F1 22 is better than the internet says

2022-10-28  Gaming

F1 22’s free-to-play weekend came at a tough time for Codemasters and EA - at least as far as my evaluation was concerned. Coming hot off the heels of my retrospective on the PS1 classic Formula 1 97, they had their work cut out to impress me - but impress me they certainly did.

Annual sports games have to put the work in to break free of the “last year’s game with this year’s stats” tag, and F1 22 didn’t get off to a good start. The April trailer didn’t showcase any notable gameplay features and raised concerns with its focus on F1 Life - a new game mode featuring supercars, clothing, and even sofas that all seemed perfect microtransaction territory.

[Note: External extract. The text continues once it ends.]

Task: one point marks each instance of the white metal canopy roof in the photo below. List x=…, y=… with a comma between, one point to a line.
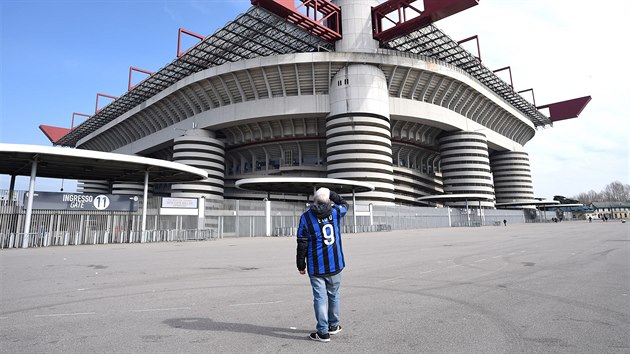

Your first few minutes with F1 22 will confirm it has been EA-ified to a much greater degree than its predecessor. Before doing anything else it wanted me to pick a supercar for my virtual luxury home, which didn’t bode well. But once I’d skipped through some dialogues and muted the overly loud EA Trax, it was possible to relegate the unnecessary additions to the background and focus on what is actually a solid step forward on the track.

Online discussion around the game, including on the series subreddit, has been consistently negative. Some of that criticism concerned the new microtransaction-focused features, but just as much was about gameplay problems - bugs, handling issues, dodgy driving by the AI, and so on.

Perhaps the patches pushed out since July have done the trick, but I didn’t encounter any issues during what Steam tells me was a four-hour tryout across several races over the weekend. It’s possible the developers were helped out by the regulations overhaul for the 2022 season, but in my eyes F1 22 in its current state is a significant step up over F1 2021.

With my chosen configuration (mid traction control with most other assists turned off), the game is much more challenging than last year’s edition. The cars require more careful control, and the rear end can more easily step out mid-turn or on exit, meaning you need to be a lot more precise in your power application or risk spinning into the wall. This results in a far more rewarding experience when you do pull off a perfect lap or overtaking manoeuvre.

Graphics and performance have also seen some uplift. I was surprised when the game automatically set everything to Ultra and turned on ray tracing, and I expected a poor frame rate. But my 3070 Ti was more than up to the job. The game seems to have increased fidelity and detail, but also runs better than F1 2021 on average, which is a fantastic combination to see.

In short, despite all the unnecessary surrounding distractions, it was F1 22’s gameplay that won me over. I bought it while it was on offer and it’ll now be in my regular rotation. I’ll likely produce some articles along the lines of my FIFA 22 Career Mode series - I’m thinking a season-long campaign in search of the win that has eluded Mercedes in real life. Watch this space.